All attempts to add reliability to SMTP after the fact (such as adding return receipt) have either failed or been withdrawn from use after massive abuse, primarily by spammers.

Just remember: E-mail isn't guaranteed. This issue causes your e-mail administrators no end of angst. One wrote, "Boy, do I struggle getting that one through to my marketing guy, who not only expects all e-mails to definitely get to the recipient but also expects me to be able to track whether they got it, how long they read it for, etc. When I first informed him-rather forcefully-that there is no guarantee of delivery, and hence he should not have any contractual or legal obligations dependent on e-mail delivery, he thought I was just being needlessly obstructionist, possibly incompetent."

A few more short points:

  • Read mail server messages before you complain. Many end users act as though e-mail were magically delivered from their computer to the recipient's computer. In reality, each message transits a number of servers along the way. If faced with a temporary failure to deliver your message to the next-in-line server, e-mail servers retry the connection. (They are supposed to retry in a short period of time, such as 15 or 30 minutes, but a surprising number of servers wait for as long as 12 hours.) If the retry is unsuccessful after a while (say, four hours), the mail server may send the e-mail author a status update. Eventually, the server gives up and sends a bounce message. Your users should be taught to tell the difference between the words "permanent" and "temporary" before they freak out in the direction of the e-mail administrator.


  • If the message doesn't reach the intended recipient, it isn't always the fault of the technology. Sending e-mail is like dialing a phone number: if the address isn't right, your mail won't go where you want it to.


  • E-mail is never really private. If you want the message contents truly to be secret, encrypt the file first, and then send it as an attachment.

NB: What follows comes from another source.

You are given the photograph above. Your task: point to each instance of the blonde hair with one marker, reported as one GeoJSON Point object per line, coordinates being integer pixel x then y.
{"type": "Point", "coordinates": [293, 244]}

A mail admin may rummage through the mail queue while trying to find the cause of a server problem. If it's in plain text, it can't be secret.

What are the major misconceptions about e-mail (incoming)?

End users make many false assumptions about the messages that land in their inboxes.

Often, users are confused about why they received a message when their names aren't in the To: header. There are many possible answers, benign and otherwise. For example, someone could have placed the user on a Bcc list. In reality, the addresses in the To: and Cc: headers do not necessarily bear any relation to the actual list of recipient addresses. It is only by convention that mail clients place the actual recipient addresses in those headers.

It's the less harmless messages that cause the problems.

From the server's point of view, the only thing that matters for routing is the e-mail envelope. This is easily visualized. Grab a sheet of paper, write any name on it (say, "Esther") and fold the page into an "envelope." Write a different name on the envelope (for example, "Sandy"). The envelope will be "routed" through the post office to Sandy, independent of whatever the envelope contains.